Everyone has a genetic code that they inherit from each of their parents. Each person’s genetic code is made up of units of information, that contain instructions the body needs in order to function.
Most of the genetic code is identical between individuals. However, differences in the genetic code are called genetic variants.
Genetic variants contribute to traits that make us unique such as eye color, height, and taste preferences.
Genetic variants can also impact our risk of developing certain diseases — these are called risk variants.
To discover risk variants, scientists compare the genetic codes of people without a disease to people with a disease.
If a genetic variant occurs more frequently in people with a disease, it is associated with increased risk.
If a genetic variant occurs more frequently in people without a disease, it is associated with decreased risk.
Risk variants can increase or decrease a person’s risk of disease and each can have different magnitudes of impact.
Some risk variants have a large impact on risk and some risk variants have a small impact on risk.
A single, small impact variant has little impact on risk, but many of them together have a larger impact.
To calculate a person's polygenic score for a particular disease, scientists add up the total number of risk-increasing and risk-decreasing variants, along with their magnitude of impact.

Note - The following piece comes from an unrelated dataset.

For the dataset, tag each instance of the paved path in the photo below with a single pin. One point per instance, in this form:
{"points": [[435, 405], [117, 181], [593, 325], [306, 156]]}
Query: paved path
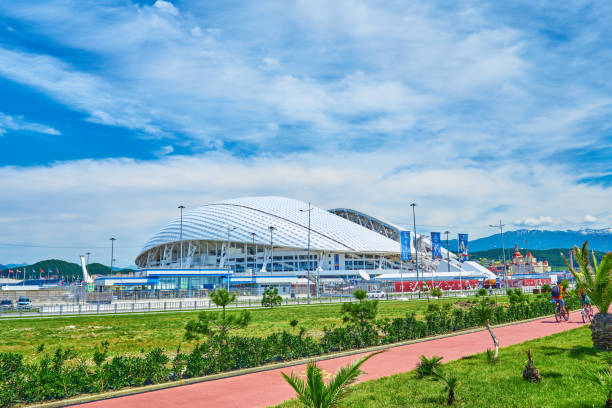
{"points": [[268, 388]]}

A polygenic score tells you how your risk for disease compares to others.
Scientists can determine polygenic scores for a whole population.
Some people will have a higher or lower score, depending on their number of risk-increasing or risk-decreasing variants, and the magnitude of impact of each variant.
People with an approximately even number of risk-increasing and risk-decreasing variants are at an average risk of disease based on their genetics.
People with more risk-increasing variants are at an increased risk of disease based on their genetics.
People with more risk-decreasing variants are at a decreased risk of disease based on their genetics.
Most people have average genetic risk of disease.
Your score can be higher than average meaning that you have increased genetic risk of disease compared to most people.
If your polygenic score is in the 95th percentile, you do not have a 95% chance of developing the disease. Rather it means that — out of 100 people — your polygenic score is higher than 95 people and the same or lower than 5.
Your score can be lower than average meaning that you have decreased genetic risk of disease compared to most people.
If your polygenic score is in the 5th percentile, you do not have a 5% chance of developing the disease. Rather it means that — out of 100 people — your polygenic score is higher than 5 people and the same or lower than 95.
A polygenic score for coronary artery disease is based only on the genetic code you were born with.
Even though you can’t change your polygenic score, following a healthy lifestyle and working with your health care team to treat any clinical risk factors can significantly decrease your risk.
The American Heart Association has outlined seven key factors that contribute to ideal cardiovascular health (‘Life’s Simple 7’). Individuals with at least five of these healthy factors have a 78% reduced risk for heart-related death compared to people without any healthy factors.